The University of Reading, Hiroshima, and the Cold War
Release Date 09 February 2015
What was the impact of the bombing of Hiroshima on the Cold War? Did nuclear weapons cause the Cold War? Or was the nuclear arms race a product of Cold War tension? In the 70th anniversary year of the deployment of the world's first atomic bomb, the University of Reading held a special symposium on Monday 9 February which explored the legacy of ‘Hiroshima'.
Historians and scholars joined members of the public for the Hiroshima at 70 symposium. The event commemorated the 70th anniversary of the Hiroshima bombing and showcased new research on the complex relationship between nuclear weapons and nuclear deterrence.
The event also marked the beginning of a new phase in the remarkable partnership between the University of Reading (UoR) and Hiroshima University (HU). HU's buildings were incinerated and the majority of students and staff died. In the early 1950s, HU reached out to help support the rebuilding process, asking universities across the globe for books for a peace library and seeds to bring the charred campus back to life. UoR was one of the very few to respond, sending both books and seedlings.

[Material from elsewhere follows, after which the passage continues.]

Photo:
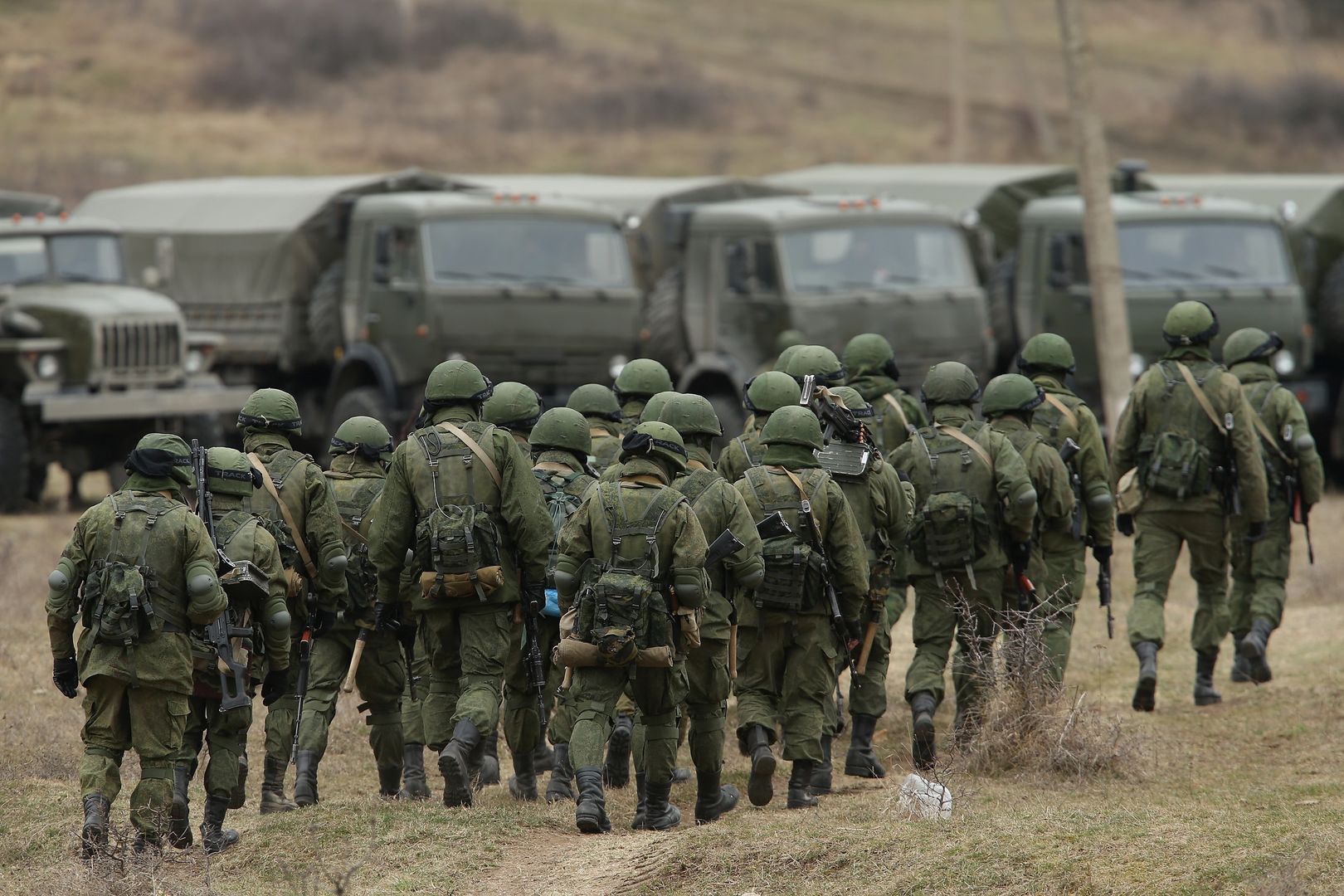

Some 60 years later the University of Reading received a remarkable and moving gift from the University of Hiroshima; a collection of roof tiles¹ collected from the riverbed near the hypocentre of the blast. Later on HU sent a full set of manga comics, the Barefoot Gen series, depicting a child's eye view of the bomb.
During the Symposium Vice-Chancellor of the University, Sir David Bell read a letter sent by the Mayor of Hiroshima this week who asked attendees ‘in response to the desire of all hibakusha (survivors of the bomb) to continue to strive with us to eliminate the absolute evil of nuclear weapons and achieve a peaceful world'.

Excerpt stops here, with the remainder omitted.